While model H yields the top performance for selected classes, it also performs rather poorly on others. Given that this model performs extremely well on detecting stroma in prostate tissue, one could argue that it specialises on capturing certain texture patters extremly well. When comparing models G and J we can make some interesting observations. On the given data sets model G performs consistently well in all of the tissue classes and has the lowest accumulative rank. Only considering the prostate samples model J is clearly the best. However, the performance of this model degrades on the breast cancer cases. Here, the interplay between model complexity and size of the data set needs to be taken into account. Later we discuss this issue in more detail. Overall, these results support our hypothesis that visual context and scale matters in histology image classification problems.
Dataset Size and Makeup. It is crucial to mention that we observe a high degree of visual variation within each class in the breast cancer data. But each of these categories only contains a limited number of instances. This has two major consequences. When compared to the prostate experiments, all of the methods perform worse. More importantly, the breast cancer data set disadvantages more complex architectures. For example, consider method I and its counterpart with a significantly smaller number of parameters, method F. There is a dramatic drop in the performance of method I in relative to that of method F in most of the tissue classes. The same behaviour can be observed across a pair of methods J and G and a pair H and D in some of the tissue classes. This is why we need to interpret the results obtained on this breast data set with great caution.
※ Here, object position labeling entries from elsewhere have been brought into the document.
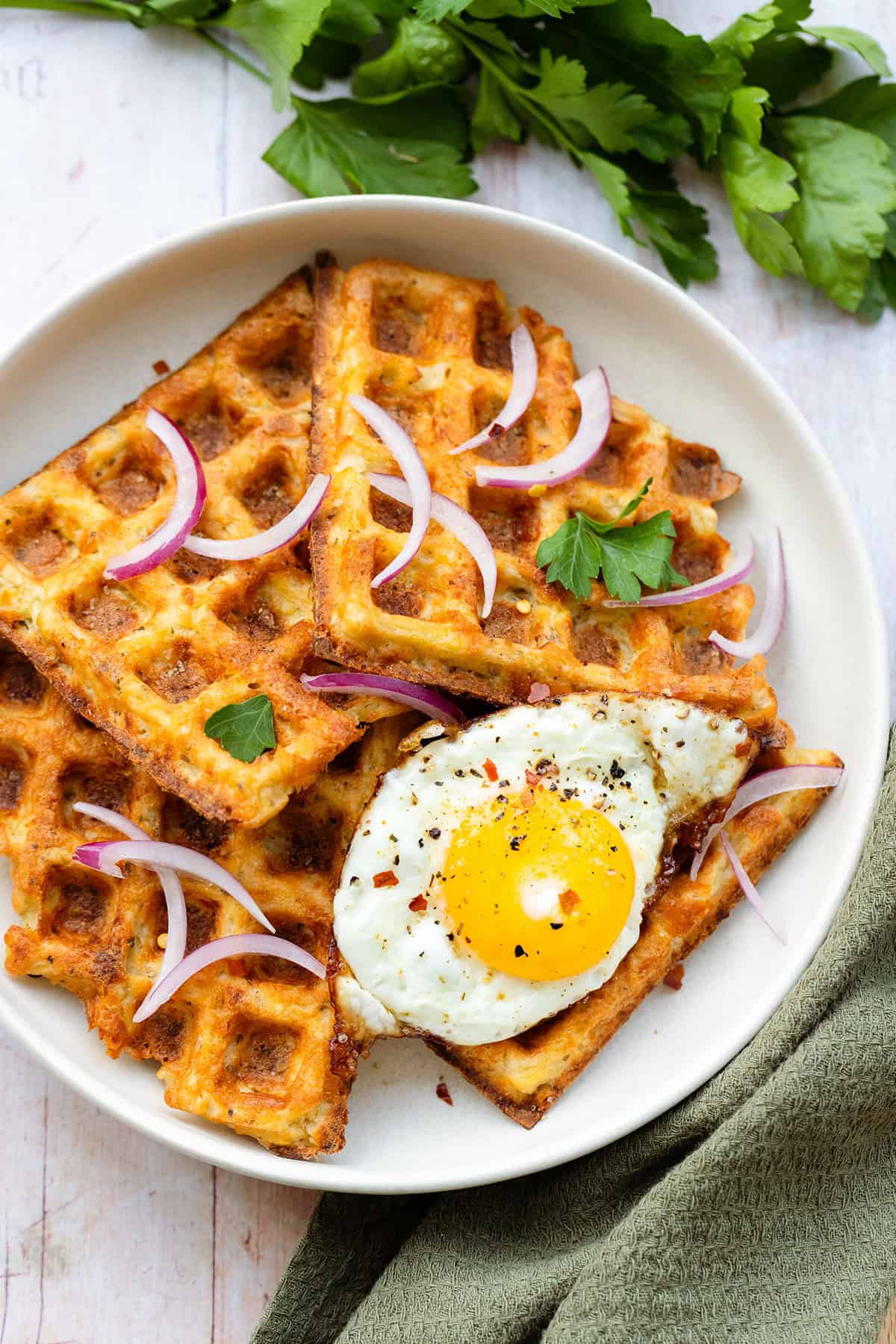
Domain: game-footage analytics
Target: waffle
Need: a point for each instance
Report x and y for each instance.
(433, 351)
(527, 1074)
(254, 1042)
(149, 660)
Feature Integration. From Table 1, the models which utilise a LSTM unit (G and J) perform better than their counterparts with no LSTM (F and I) in most of the cases. Importantly, the LSTM unit also improves the resilience to noise. The direct comparison between models E and G shown in Fig. 3 shows the percentage change in the F1-measure when we contaminate the images with noise. As one would expect, G is more resilient to noise as the percentage of reduction in the performance is consistently smaller than that of strategy E across tissue classes in both datasets.
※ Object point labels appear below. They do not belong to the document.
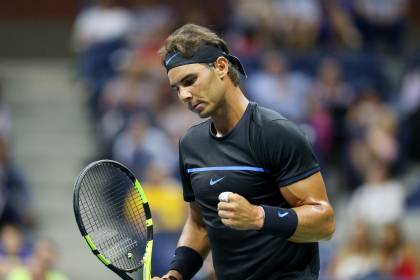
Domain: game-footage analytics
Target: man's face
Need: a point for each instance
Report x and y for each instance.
(199, 86)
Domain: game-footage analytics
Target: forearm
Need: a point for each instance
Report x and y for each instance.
(193, 246)
(194, 235)
(315, 223)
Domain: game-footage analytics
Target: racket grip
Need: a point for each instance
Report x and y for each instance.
(224, 196)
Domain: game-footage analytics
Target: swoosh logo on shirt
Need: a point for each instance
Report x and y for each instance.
(215, 181)
(282, 215)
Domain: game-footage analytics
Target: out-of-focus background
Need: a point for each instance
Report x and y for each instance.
(81, 81)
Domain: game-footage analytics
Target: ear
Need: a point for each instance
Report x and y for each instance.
(222, 66)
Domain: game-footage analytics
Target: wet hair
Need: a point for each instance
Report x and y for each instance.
(188, 38)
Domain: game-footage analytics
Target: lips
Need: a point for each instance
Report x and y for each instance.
(195, 106)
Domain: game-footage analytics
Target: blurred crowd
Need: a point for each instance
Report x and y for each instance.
(348, 72)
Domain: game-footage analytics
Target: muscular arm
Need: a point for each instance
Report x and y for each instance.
(309, 199)
(194, 235)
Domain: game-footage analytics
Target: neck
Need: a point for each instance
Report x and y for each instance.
(230, 112)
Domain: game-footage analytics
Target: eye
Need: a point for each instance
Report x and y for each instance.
(189, 81)
(175, 89)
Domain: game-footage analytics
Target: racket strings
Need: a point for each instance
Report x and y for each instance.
(113, 214)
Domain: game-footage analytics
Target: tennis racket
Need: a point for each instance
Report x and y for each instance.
(114, 217)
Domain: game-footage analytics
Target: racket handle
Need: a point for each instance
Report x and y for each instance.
(224, 196)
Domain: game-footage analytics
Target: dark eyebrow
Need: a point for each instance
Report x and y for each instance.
(182, 80)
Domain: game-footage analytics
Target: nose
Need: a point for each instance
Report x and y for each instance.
(184, 94)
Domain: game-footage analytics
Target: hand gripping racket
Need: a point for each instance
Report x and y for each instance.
(114, 217)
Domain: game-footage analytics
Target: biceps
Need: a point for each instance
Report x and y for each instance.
(309, 191)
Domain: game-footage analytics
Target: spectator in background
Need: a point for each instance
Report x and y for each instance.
(409, 105)
(398, 258)
(371, 127)
(299, 22)
(380, 199)
(40, 266)
(15, 202)
(356, 259)
(142, 144)
(14, 249)
(100, 46)
(115, 22)
(5, 119)
(276, 88)
(329, 97)
(381, 21)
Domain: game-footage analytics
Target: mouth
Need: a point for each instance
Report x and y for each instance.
(196, 106)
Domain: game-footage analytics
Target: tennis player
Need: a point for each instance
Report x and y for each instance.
(269, 225)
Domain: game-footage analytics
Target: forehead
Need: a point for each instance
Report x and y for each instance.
(176, 74)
Computation Efficiency vs Accuracy. Especially when working on whole side images, computational efficiency needs to be taken into account. Here, memory usage and running time are important factors. In terms of the number of parameters, methods E, F and G and have a significantly lower number of parameters than H, I, and J. Based on the trend observed in the prostate dataset there is a possibility that when trained on more samples and longer methods I and J will yield an even better performance. On the other hand, methods E, F, G, I, and J run significantly faster than H (Table 1). In the medical context, the cost of running time has more weight than the cost of memory usage (number of parameters). As such, method H, which operates on the highest image resolution and full image dimensions, is considered very costly without offering significant improvement in the performance.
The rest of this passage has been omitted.